Page MenuHomePhabricator

Make MultiHttpClient use CURLMOPT_MAX_HOST_CONNECTIONS and reuse connections
Closed, ResolvedPublic

Description

As proposed in https://gerrit.wikimedia.org/r/#/c/mediawiki/core/+/534642/ , concurrency could be improved and connection overhead largely reduced. In testing around via shell.php, hitting 1K enwiki URLs goes from 17.5s for each of two patches in a row, down to 1.5 - 3.5s for each. Also netstat only shows 50 TCP connections rather than 2000 in ESTABLISHED/TIME_WAIT.

Test.php file included from shell.php to expose $benchmark().

$reqs = array_map(
	function ( $word ) {
		return [
			'method' => 'HEAD',
			'url' => "https://en.wikipedia.org/wiki/" . ucfirst( trim( $word ) )
		];
	},
	file( "$IP/words.list" ) // 1000 word list
);

$http = new MultiHttpClient( [] );
$benchmark = function () use ( $http, $reqs ) {
	for ( $i = 1; $i <= 2; ++$i ) {
		$start = microtime( true );
		$reqs = $http->runMulti( $reqs );
		$real = microtime( true ) - $start;

		$codes = [];
		foreach ( $reqs as $req ) {
			$codes[] = $req['response']['code'];
		}

		echo "$real sec\n";
		var_dump( array_count_values( $codes ) );
	}
};

Event Timeline

aaron created this task.Sep 5 2019, 5:41 PM
Restricted Application added a subscriber: Aklapper. · View Herald TranscriptSep 5 2019, 5:41 PM

Change 534642 had a related patch set uploaded (by Aaron Schulz; owner: Aaron Schulz):
[mediawiki/core@master] Improve MultiHttpClient connection concurrency and reuse

https://gerrit.wikimedia.org/r/534642

mobrovac renamed this task from Max MultiHttpClient use CURLMOPT_MAX_HOST_CONNECTIONS and reuse connections to Make MultiHttpClient use CURLMOPT_MAX_HOST_CONNECTIONS and reuse connections.Sep 10 2019, 10:59 AM
mobrovac triaged this task as Normal priority.

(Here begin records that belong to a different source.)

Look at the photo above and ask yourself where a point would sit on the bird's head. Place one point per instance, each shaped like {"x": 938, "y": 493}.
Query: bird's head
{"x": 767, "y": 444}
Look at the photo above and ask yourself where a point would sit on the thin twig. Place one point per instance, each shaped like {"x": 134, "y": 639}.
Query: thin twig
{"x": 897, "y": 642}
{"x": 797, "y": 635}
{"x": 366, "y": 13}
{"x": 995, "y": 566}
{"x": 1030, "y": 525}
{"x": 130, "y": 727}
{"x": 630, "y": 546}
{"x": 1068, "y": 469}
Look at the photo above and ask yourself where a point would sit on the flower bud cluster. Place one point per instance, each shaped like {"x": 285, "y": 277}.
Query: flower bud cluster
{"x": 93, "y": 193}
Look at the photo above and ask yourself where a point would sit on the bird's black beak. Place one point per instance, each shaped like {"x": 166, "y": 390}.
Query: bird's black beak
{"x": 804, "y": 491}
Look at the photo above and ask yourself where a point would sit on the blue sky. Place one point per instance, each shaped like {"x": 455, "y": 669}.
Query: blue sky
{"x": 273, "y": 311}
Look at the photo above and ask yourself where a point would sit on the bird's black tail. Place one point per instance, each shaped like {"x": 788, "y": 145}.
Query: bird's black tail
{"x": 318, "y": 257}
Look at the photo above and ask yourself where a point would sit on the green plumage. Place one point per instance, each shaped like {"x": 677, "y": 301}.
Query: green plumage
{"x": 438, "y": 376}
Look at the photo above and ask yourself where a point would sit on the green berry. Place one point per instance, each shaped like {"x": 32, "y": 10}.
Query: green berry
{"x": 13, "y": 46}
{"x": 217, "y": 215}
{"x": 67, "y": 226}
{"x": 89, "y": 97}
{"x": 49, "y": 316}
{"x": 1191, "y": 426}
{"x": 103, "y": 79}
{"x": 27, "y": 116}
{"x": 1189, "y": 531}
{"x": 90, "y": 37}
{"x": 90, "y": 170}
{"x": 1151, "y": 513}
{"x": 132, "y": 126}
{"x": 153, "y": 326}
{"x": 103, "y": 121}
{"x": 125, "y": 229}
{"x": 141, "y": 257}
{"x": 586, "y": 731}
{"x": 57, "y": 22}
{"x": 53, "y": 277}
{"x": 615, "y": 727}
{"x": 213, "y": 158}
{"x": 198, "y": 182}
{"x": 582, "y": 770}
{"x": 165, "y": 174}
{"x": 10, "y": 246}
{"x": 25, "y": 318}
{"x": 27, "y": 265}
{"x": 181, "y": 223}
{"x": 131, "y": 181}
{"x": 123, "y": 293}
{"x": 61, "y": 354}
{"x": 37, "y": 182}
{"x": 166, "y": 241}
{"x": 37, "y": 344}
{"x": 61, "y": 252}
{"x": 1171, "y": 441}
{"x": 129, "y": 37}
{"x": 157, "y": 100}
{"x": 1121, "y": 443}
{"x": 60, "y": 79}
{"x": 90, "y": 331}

Change 534642 merged by jenkins-bot:
[mediawiki/core@master] Improve MultiHttpClient connection concurrency and reuse

https://gerrit.wikimedia.org/r/534642

hashar added a subscriber: hashar.Sep 10 2019, 3:08 PM

https://gerrit.wikimedia.org/r/534642 broke the train due to one of the new curl option not being recognized (I guess by HHVM).

mobrovac changed the task status from Open to Stalled.Sep 10 2019, 3:10 PM
mobrovac added a subscriber: mobrovac.

The patch had to be reverted because CURLMOPT_MAX_HOST_CONNECTIONS was introduced only in PHP 7, so there is no support for it in HHVM. We'll need to revisit this idea once we are PHP7+ only, as I don't see an obvious way of circumventing this problem and making the patch still improve things for the time being.

Change 535753 had a related patch set uploaded (by Aaron Schulz; owner: Aaron Schulz):
[mediawiki/core@master] Use rolling handles in MultiHttpClient and allow connection reuse

https://gerrit.wikimedia.org/r/535753

Joe added a subscriber: Joe.Sep 11 2019, 6:31 AM

While I support the use of this patch, the problem you're seeing should be greatly mitigated when we start using a middleware to manage service-to-service RPC. For now that's still in its infancy, but we already use that approach for cirrussearch, where requests are proxied via a local nginx on each appserver.

MaxSem changed the task status from Stalled to Open.Oct 7 2019, 8:05 PM
MaxSem added a subscriber: MaxSem.

Unblocked.

Change 535753 merged by jenkins-bot:
[mediawiki/core@master] Improve MultiHttpClient connection concurrency/reuse (given PHP >= 7.0.7)

https://gerrit.wikimedia.org/r/535753

Jdforrester-WMF closed this task as Resolved.Oct 8 2019, 9:52 PM
Jdforrester-WMF assigned this task to aaron.